Over time, personal computing has shrunk and become more intimate, from the desktop computer to the laptop, smartphones and tablets, smartwatches and smart eyewear. However, the next generation of wearable computer technology, which will be used for health and wellness, social interaction, and a variety of other applications, will be much closer to the user than a watch or glasses: It will be stuck to the skin.
On-skin interfaces, sometimes known as “smart tattoos,” have the potential to beat existing wearable sensing capabilities, but balancing comfort and durability has proved difficult. Members of Cornell’s Hybrid Body Lab have developed a skin-tight interface that is simple to attach and remove and may be used for a number of reasons ranging from health monitoring to fashion.
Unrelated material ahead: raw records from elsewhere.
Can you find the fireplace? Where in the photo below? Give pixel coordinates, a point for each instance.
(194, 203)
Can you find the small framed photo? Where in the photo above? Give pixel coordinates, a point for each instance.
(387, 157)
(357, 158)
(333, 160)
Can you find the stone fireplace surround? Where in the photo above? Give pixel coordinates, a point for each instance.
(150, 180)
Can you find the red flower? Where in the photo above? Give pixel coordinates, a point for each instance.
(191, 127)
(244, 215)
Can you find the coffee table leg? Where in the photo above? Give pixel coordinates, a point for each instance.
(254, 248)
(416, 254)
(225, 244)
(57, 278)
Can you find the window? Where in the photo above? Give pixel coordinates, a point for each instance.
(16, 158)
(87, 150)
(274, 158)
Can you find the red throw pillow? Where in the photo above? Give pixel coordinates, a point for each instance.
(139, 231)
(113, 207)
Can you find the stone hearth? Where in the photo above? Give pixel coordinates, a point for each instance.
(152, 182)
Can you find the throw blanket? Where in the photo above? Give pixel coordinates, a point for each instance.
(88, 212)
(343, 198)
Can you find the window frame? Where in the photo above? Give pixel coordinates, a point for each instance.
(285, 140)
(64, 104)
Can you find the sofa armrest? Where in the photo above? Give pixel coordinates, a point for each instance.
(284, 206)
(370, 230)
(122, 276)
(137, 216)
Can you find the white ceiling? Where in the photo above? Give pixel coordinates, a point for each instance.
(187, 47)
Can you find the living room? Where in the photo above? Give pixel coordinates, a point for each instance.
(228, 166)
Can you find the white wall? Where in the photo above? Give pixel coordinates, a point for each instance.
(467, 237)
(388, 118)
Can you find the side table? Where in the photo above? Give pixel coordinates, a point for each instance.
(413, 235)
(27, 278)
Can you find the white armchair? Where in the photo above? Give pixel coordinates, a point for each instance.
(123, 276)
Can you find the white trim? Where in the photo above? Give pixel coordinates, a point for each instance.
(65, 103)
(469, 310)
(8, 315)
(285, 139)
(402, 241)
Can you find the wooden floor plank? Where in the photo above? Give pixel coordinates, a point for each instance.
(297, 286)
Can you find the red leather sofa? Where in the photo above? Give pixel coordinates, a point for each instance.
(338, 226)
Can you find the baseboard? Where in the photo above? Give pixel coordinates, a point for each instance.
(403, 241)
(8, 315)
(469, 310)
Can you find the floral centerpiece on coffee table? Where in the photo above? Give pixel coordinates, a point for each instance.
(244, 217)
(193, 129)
Pin-Sung Ku, a doctoral student and lab member, is the principal author of “SkinKit: Construction Kit for On-Skin Interface Prototyping,” which was presented at UbiComp ’22, the Association for Computing Machinery’s annual joint conference on pervasive and ubiquitous computing, in September.
“We’ve been working on this for years, and I believe we’ve finally sorted out a lot of the technical issues,” said Cindy (Hsin-Liu) Kao, senior author of the paper and assistant professor of human-centred design at the College of Human Ecology. “We intended to establish a modular approach to smart tattoos, making them as simple to assemble as Legos.”
SkinKit, a plug-and-play technology aimed at “lowering the floor for entrance” into on-skin interfaces for users with little or no technological skills, is the result of many hours of creation, testing, and reconstruction, according to Kao. Kao’s lab is also sensitive to cultural variations in general, and she believes it is critical to deliver these gadgets to varied communities.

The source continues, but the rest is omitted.